Baltimore State’s Attorney Patricia C. Jessamy questioned the study’s methodology, results, conclusions, and proposed remedies, which included the creation of regional jury pools.
“To bring people in from Howard, Baltimore, and Anne Arundel Counties does not promote the cause of equal justice, and, I believe, is unconstitutional,” said Jessamy.

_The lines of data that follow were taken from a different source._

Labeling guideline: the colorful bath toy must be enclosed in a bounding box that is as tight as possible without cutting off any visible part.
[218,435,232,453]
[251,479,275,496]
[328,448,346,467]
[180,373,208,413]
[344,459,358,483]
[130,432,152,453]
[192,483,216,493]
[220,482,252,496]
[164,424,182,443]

She says the central problem remains the issue of trust between city police and citizens.
University of Baltimore law professor Byron L. Warnken says the findings affirm what was learned more than a decade ago during the O. J. Simpson murder trial—predominantly black juries and predominantly white juries will look at the same evidence and reach different conclusions based on their personal experiences.
“My observation is that the more rural, white juries tend to trust police and prosecutors too much, and urban juries, not enough,” Warnken said.
Baltimore City Council President Stephanie Rawlings-Blake, a former defense attorney, acknowledged a troubling reality: “Defendants know they’ll get a better deal in Baltimore City than in the counties.”